[ad_1]
Discovering new materials and drugs typically involves a manual, trial-and-error process that can take decades and cost millions of dollars. To simplify this process, scientists often use machine learning to predict molecular properties and narrow down the molecules they need to synthesize and test in the lab.
Researchers at MIT and the MIT-Watson AI Lab have developed a new, unified framework that can simultaneously predict molecular properties and generate new molecules far more efficiently than popular deep learning approaches.
To teach a machine learning model to predict the biological or mechanical properties of a molecule, researchers must show it millions of labeled molecular structures—a process known as training. Due to the cost of discovering molecules and the challenges of manually labeling millions of structures, large training datasets are often difficult to obtain, limiting the effectiveness of machine learning approaches.
In contrast, the system developed by the MIT researchers can efficiently determine molecular properties using only a small amount of data.

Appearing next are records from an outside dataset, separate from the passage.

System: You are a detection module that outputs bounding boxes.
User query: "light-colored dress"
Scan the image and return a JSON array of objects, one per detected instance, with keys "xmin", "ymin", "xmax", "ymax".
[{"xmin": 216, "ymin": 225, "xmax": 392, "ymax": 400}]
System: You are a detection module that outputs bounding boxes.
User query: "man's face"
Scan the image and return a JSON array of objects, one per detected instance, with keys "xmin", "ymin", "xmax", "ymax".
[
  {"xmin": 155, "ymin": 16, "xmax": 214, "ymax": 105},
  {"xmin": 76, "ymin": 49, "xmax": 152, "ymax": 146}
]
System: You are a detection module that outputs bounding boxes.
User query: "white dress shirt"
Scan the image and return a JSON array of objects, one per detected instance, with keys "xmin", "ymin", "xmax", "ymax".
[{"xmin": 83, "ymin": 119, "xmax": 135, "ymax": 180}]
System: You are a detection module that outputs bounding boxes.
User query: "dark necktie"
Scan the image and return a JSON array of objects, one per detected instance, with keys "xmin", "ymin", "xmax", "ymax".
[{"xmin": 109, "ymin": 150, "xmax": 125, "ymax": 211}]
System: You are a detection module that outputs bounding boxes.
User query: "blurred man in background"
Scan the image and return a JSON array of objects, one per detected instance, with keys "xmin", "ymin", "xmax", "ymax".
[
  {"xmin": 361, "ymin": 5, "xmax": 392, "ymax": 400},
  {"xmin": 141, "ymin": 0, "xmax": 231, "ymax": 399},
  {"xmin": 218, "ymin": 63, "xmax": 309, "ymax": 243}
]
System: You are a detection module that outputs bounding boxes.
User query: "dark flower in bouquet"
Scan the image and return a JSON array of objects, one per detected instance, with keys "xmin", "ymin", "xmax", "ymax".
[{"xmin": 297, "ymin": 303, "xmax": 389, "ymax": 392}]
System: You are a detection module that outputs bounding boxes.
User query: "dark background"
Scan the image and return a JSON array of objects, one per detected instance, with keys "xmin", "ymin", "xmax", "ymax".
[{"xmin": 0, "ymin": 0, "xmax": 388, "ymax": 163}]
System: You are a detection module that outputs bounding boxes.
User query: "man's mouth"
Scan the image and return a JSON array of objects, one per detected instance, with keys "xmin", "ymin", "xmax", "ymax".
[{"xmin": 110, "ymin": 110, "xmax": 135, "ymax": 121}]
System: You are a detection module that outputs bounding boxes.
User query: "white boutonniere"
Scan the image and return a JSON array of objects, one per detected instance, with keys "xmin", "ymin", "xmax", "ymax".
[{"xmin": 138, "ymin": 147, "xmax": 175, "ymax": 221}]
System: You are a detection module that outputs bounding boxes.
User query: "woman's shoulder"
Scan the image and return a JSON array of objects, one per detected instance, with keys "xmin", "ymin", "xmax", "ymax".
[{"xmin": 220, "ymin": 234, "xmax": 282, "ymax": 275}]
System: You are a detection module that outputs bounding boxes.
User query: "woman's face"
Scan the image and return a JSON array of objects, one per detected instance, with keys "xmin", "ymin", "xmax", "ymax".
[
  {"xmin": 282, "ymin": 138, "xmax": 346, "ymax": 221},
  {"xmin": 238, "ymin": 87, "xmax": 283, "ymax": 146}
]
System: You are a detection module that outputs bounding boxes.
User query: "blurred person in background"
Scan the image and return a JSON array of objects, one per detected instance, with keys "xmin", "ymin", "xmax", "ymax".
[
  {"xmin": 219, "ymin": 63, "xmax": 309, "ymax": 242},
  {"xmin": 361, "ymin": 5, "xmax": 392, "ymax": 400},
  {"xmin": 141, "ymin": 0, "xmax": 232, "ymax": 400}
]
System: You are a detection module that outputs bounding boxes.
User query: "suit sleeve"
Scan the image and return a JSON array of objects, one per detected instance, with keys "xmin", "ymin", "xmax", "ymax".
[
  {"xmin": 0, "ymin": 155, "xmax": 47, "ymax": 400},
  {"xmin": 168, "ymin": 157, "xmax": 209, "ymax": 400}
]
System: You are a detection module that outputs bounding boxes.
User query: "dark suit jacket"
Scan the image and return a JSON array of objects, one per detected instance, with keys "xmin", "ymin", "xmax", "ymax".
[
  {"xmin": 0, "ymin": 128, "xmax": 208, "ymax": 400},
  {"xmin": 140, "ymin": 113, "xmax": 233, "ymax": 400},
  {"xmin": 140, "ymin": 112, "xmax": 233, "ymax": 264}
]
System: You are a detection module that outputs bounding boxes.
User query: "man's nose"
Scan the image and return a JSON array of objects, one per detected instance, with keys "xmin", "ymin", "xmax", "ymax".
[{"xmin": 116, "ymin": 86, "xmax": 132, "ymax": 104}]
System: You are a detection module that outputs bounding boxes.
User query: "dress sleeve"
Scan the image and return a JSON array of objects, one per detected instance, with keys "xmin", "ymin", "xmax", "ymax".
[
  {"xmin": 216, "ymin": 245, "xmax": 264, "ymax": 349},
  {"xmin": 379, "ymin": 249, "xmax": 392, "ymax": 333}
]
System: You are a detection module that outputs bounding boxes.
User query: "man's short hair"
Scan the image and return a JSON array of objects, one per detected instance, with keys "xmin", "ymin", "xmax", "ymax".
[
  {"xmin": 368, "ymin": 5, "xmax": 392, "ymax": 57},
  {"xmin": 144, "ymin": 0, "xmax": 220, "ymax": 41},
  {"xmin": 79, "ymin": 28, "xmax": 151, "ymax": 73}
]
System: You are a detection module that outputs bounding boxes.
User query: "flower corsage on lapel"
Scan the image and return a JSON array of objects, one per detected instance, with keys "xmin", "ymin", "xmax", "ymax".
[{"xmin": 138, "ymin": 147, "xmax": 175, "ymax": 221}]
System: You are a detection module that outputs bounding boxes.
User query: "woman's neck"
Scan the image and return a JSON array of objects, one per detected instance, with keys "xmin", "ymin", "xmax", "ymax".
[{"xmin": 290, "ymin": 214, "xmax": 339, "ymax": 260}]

Their system has a basic understanding of the rules that dictate how building blocks come together to produce functional molecules. These rules capture similarities between molecular structures, helping the system generate new molecules and predict their properties in a data-efficient way.
This method outperformed other machine learning approaches on both small and large data sets and was able to accurately predict molecular properties and generate viable molecules when the data set contained fewer than 100 samples.
“Our goal in this project is to use data-driven methods to speed up the discovery of new molecules, so you can train a model to make predictions without all these expensive experiments,” says lead author Minghao Guo. Graduated in Computer Science and Electrical Engineering (EECS).
Guo’s co-authors include MIT-IBM Watson AI Lab research staff Veronica Tost, Payal Das and Ji Chen; recent MIT graduates Samuel Song ’23 and Adithya Balachandran ’23; and senior author Wojciech Matusik, a professor of electrical engineering and computer science and a member of the MIT-IBM Watson AI Lab, who leads the computational design and fabrication group at the MIT Computer Science and Artificial Intelligence Laboratory (CSAIL). The research will be presented at the International Conference on Machine Learning.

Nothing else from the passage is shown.